The most activated pathways in the exercise group were associated with the immunological system, including Th1, Th2, and Th17 cellular differentiation, as well as Toll-like signaling. Growth, survival, proliferation, and differentiation signals such as vascular endothelial growth factor (VEGF), epidermal growth factor receptor (EGFR), and Ras-related protein 1 (Rap1), as well as key cellular processes such as DNA replication and cell cycle control, were also highly activated in the exercise group.

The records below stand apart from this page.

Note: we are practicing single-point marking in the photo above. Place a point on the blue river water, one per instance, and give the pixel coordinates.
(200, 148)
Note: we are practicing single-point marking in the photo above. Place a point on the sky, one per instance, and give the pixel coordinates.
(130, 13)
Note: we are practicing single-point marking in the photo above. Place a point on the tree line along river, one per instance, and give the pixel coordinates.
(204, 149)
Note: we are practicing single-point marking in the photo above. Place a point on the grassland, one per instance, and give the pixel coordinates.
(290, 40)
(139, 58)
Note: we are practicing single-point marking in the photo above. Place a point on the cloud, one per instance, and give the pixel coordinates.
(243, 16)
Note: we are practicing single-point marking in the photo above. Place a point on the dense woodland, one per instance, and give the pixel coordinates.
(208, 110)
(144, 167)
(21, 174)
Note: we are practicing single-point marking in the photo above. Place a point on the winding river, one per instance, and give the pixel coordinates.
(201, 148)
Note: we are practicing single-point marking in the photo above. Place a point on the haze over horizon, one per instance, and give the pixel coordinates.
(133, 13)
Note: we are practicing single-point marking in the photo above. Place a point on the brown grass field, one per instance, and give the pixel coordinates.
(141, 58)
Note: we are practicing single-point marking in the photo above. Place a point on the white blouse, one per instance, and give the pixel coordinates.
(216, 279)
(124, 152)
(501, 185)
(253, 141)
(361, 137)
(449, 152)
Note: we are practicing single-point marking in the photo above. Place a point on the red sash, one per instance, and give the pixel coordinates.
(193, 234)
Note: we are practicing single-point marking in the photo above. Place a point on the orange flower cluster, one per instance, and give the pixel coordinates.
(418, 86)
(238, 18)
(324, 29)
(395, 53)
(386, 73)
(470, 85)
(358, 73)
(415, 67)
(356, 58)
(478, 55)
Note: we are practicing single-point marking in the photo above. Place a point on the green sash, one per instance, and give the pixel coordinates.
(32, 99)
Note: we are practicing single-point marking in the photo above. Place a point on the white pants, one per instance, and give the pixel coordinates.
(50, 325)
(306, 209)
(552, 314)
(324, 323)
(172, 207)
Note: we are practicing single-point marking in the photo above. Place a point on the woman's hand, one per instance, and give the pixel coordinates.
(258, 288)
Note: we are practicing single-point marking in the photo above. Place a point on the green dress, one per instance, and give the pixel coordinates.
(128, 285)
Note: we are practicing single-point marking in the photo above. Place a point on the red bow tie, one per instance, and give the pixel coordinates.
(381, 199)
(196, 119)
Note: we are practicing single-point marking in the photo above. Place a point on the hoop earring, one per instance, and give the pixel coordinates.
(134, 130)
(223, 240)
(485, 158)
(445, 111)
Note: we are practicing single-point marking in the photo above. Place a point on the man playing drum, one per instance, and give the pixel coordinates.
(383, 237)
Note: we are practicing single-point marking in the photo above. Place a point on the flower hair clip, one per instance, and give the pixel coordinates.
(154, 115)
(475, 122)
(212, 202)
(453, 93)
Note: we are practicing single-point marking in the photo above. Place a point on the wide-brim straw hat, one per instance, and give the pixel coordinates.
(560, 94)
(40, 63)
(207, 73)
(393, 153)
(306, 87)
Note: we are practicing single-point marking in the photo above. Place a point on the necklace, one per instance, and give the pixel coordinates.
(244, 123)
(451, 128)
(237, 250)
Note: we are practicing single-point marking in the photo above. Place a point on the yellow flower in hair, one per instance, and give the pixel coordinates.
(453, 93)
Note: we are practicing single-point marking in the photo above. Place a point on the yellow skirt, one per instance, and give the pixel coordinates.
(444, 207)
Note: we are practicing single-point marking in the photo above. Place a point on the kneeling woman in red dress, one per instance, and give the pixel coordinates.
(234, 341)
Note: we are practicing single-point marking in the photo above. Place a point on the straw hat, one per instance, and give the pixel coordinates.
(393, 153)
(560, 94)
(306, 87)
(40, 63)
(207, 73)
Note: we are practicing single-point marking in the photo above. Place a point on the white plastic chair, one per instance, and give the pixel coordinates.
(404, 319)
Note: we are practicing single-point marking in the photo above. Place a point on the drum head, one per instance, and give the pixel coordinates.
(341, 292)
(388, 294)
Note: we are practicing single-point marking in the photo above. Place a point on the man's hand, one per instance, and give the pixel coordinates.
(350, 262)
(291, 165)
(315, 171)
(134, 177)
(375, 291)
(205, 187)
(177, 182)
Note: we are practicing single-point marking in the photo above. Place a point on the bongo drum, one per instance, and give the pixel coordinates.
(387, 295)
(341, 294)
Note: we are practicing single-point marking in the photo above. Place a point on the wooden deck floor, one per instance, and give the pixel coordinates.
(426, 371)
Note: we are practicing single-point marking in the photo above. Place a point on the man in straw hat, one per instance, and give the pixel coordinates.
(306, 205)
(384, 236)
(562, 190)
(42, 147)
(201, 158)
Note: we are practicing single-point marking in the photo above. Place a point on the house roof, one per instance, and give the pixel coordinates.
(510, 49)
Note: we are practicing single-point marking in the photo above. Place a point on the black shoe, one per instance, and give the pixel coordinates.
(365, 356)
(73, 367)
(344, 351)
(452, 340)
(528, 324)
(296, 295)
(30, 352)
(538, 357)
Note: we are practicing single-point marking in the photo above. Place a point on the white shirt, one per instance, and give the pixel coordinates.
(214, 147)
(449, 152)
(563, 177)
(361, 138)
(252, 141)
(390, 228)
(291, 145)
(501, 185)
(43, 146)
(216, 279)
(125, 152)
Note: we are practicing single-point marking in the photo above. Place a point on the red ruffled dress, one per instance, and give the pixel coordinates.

Pathways associated with heart muscle contraction, oxidative phosphorylation, synaptic vesicle cycle, and ribosomal function were the most inhibited pathways in the intervention group.

These findings indicate that exercise plays an important role in developing innate and adaptive immune responses in a high-risk cancer group. The AE rate by grade did not differ between the exercise and usual care groups.

Conclusions

Aerobic exercise decreased inflammation and promoted intestinal mucosa-associated protective immunity among individuals with LS, thus demonstrating that exercise training could help prevent cancer in this patient population. However, randomized controlled trials are required to further explore the preventive effectiveness of aerobic exercises in LS patients.